Monday, 14 March 2016

The Woodville Curse

Croaky voice this morning. This cold has been brewing for a day or two and now its here. The sad thing is I cannot lie in bed like I used to! I'm more comfortable up and about. The paracetomol has lifted the worst of the symptoms so I'm doing some work before the effects wear off.

I'm reading The King's Curse by Philippa Gregory and finding it a depressing tale. One thing I had not realised before opening this book was how many Plantagenets were still around in Tudor times. A vast family, and most of them healthy, unlike the Tudors, who were the absolute opposite. Poor genes, or was it the curse? Gregory has taken up the rumour that Elizabeth Woodville and her daughter Elizabeth spun a curse on learning of the death of the young Plantagenet princes in the tower - whoever killed them would fail to rear sons and grandsons of their own. I first read this in the White Queen, and thought what a stroke of genius it was.

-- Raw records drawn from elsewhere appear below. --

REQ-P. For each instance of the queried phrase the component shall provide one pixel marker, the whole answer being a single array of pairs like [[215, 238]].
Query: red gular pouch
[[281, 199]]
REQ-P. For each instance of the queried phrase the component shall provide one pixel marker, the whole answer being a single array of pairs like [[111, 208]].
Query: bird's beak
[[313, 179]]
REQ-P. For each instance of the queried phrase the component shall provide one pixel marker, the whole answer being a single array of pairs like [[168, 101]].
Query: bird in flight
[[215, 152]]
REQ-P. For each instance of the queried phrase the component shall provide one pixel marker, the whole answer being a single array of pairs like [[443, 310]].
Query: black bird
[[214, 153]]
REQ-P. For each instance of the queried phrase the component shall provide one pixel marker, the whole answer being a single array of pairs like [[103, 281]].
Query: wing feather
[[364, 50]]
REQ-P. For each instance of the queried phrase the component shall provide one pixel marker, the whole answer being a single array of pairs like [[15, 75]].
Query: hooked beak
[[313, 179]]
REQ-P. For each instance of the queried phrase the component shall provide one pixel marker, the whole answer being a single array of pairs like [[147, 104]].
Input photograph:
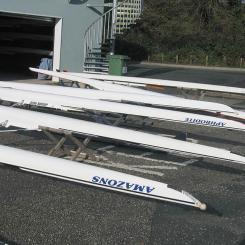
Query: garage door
[[24, 40]]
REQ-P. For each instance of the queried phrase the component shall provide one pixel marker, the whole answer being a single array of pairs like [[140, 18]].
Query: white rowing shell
[[32, 120], [94, 176], [160, 82], [150, 97], [79, 104]]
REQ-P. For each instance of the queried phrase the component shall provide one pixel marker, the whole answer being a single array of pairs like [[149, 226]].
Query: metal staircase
[[100, 36]]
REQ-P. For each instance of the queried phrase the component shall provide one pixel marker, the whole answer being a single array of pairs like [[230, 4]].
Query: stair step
[[97, 58], [96, 72], [104, 64], [95, 68]]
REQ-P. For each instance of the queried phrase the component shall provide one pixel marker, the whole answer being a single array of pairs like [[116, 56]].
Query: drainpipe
[[113, 30]]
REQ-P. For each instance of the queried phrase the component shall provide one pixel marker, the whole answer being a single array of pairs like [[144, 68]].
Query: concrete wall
[[76, 18]]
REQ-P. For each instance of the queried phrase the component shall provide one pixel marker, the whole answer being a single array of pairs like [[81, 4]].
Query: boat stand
[[59, 137]]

When daughter Elizabeth married Henry Tudor she became a victim of that curse, for her eldest son Arthur died very young. Her second son lived, but most of his children died in the womb or shortly afterwards. One son survived into his teens before he died. Two girls lived into adulthood - Mary and Elizabeth. His one illegitimate but acknowledged son died young. It was not a prolific record for a king with so many rumoured extramarital affairs.

Believe in curses or not, there is a strange rightness to the fact that it exonerates Richard III because I think I am right in saying that though his son died, he died before the Princes in the tower, and before the curse was made.